Ontario’s Aa2 debt rating and stable outlook are supported by a manageable debt burden, large, diversified economy and considerable fiscal policy flexibility, says Moody’s Investors Service says in its annual report on the province.
“Ontario’s outlook is stable, reflecting positive economic fundamentals that support a broad tax base, tempered by spending pressures that are generating additions, over the medium-term, to net direct and guaranteed debt,” says Moody’s vp David Rubinoff, lead analyst for Ontario.
The province’s fiscal plan calls for a balanced budget by 2008-09 while continuing to provide increased funding for priority areas including health care, education and infrastructure.

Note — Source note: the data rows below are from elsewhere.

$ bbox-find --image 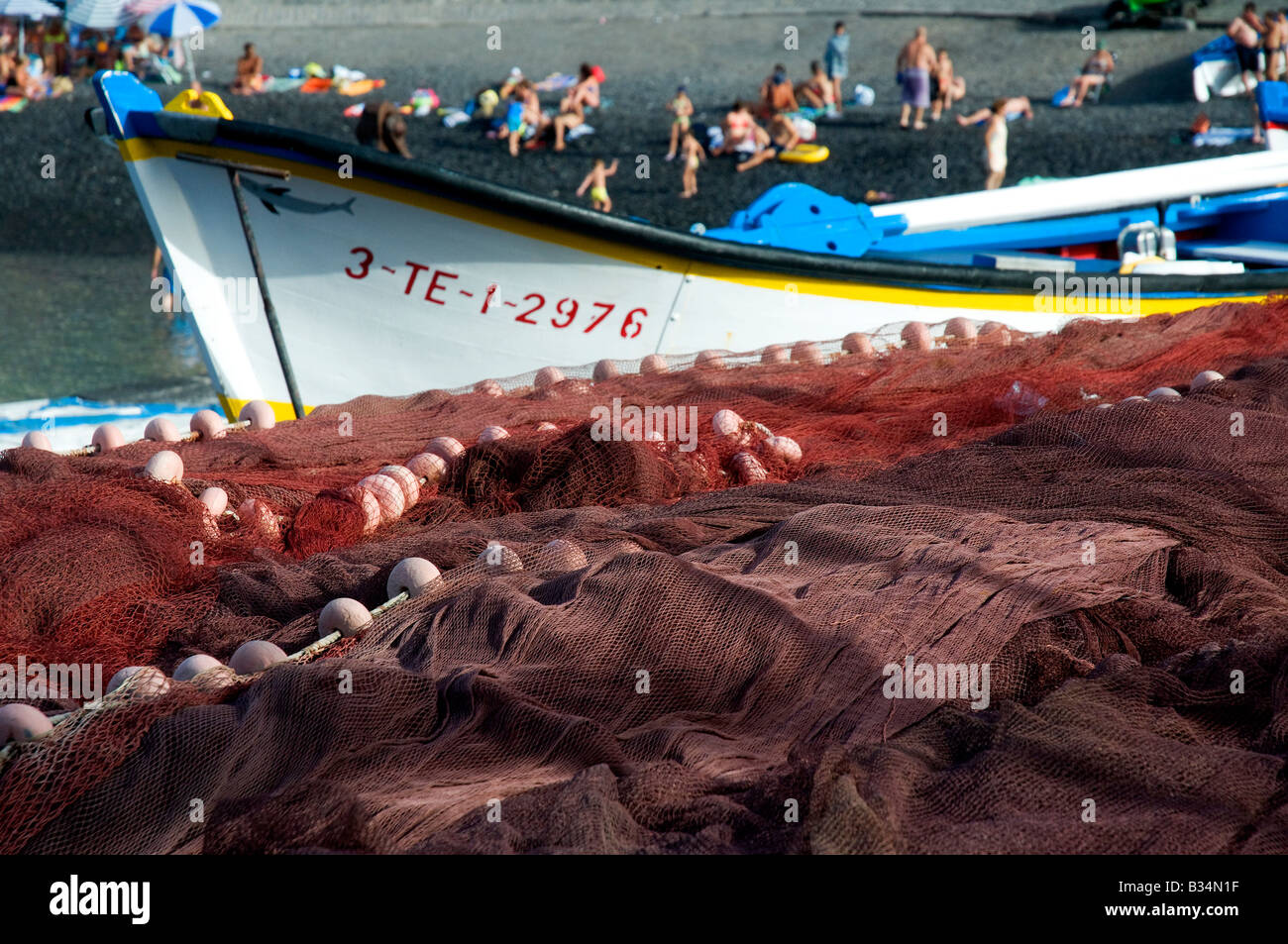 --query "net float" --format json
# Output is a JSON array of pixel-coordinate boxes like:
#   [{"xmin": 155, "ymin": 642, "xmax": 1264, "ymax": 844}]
[
  {"xmin": 174, "ymin": 652, "xmax": 224, "ymax": 682},
  {"xmin": 143, "ymin": 450, "xmax": 183, "ymax": 485},
  {"xmin": 425, "ymin": 437, "xmax": 465, "ymax": 465},
  {"xmin": 407, "ymin": 452, "xmax": 447, "ymax": 484},
  {"xmin": 899, "ymin": 321, "xmax": 935, "ymax": 351},
  {"xmin": 143, "ymin": 416, "xmax": 179, "ymax": 443},
  {"xmin": 532, "ymin": 367, "xmax": 564, "ymax": 390},
  {"xmin": 711, "ymin": 409, "xmax": 742, "ymax": 437},
  {"xmin": 376, "ymin": 465, "xmax": 420, "ymax": 507},
  {"xmin": 760, "ymin": 344, "xmax": 793, "ymax": 365},
  {"xmin": 89, "ymin": 422, "xmax": 125, "ymax": 452},
  {"xmin": 197, "ymin": 485, "xmax": 228, "ymax": 518},
  {"xmin": 944, "ymin": 318, "xmax": 979, "ymax": 342},
  {"xmin": 188, "ymin": 409, "xmax": 228, "ymax": 439},
  {"xmin": 761, "ymin": 435, "xmax": 804, "ymax": 465},
  {"xmin": 478, "ymin": 541, "xmax": 523, "ymax": 574},
  {"xmin": 107, "ymin": 666, "xmax": 170, "ymax": 698},
  {"xmin": 237, "ymin": 498, "xmax": 282, "ymax": 541},
  {"xmin": 793, "ymin": 342, "xmax": 827, "ymax": 366},
  {"xmin": 228, "ymin": 639, "xmax": 286, "ymax": 675},
  {"xmin": 237, "ymin": 400, "xmax": 277, "ymax": 429},
  {"xmin": 541, "ymin": 537, "xmax": 589, "ymax": 571},
  {"xmin": 0, "ymin": 704, "xmax": 54, "ymax": 744},
  {"xmin": 385, "ymin": 558, "xmax": 442, "ymax": 599},
  {"xmin": 640, "ymin": 355, "xmax": 671, "ymax": 373},
  {"xmin": 841, "ymin": 331, "xmax": 877, "ymax": 357},
  {"xmin": 729, "ymin": 452, "xmax": 769, "ymax": 485},
  {"xmin": 340, "ymin": 485, "xmax": 383, "ymax": 535},
  {"xmin": 318, "ymin": 596, "xmax": 371, "ymax": 638},
  {"xmin": 358, "ymin": 472, "xmax": 407, "ymax": 524},
  {"xmin": 1190, "ymin": 370, "xmax": 1225, "ymax": 393}
]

“Attainment of the expense targets contained in the fiscal plan will present a challenge, given that growth rates experienced in recent years have been considerably higher than those included in the plan,” says Rubinoff, “however, the plan does make use of a contingency reserve, providing some added flexibility.” If the reserve is not needed, the fiscal plan could generate a balanced position by 2007-08.
The Ontario economy, generating roughly 40% of Canada’s GDP, provides an abundant tax base to support government requirements. Per capita income has long exceeded the Canadian average, and Ontario regularly outperforms Canada by many economic growth measures. In 2005, the province recorded real GDP growth of 2.8%, following 2.7% the previous year.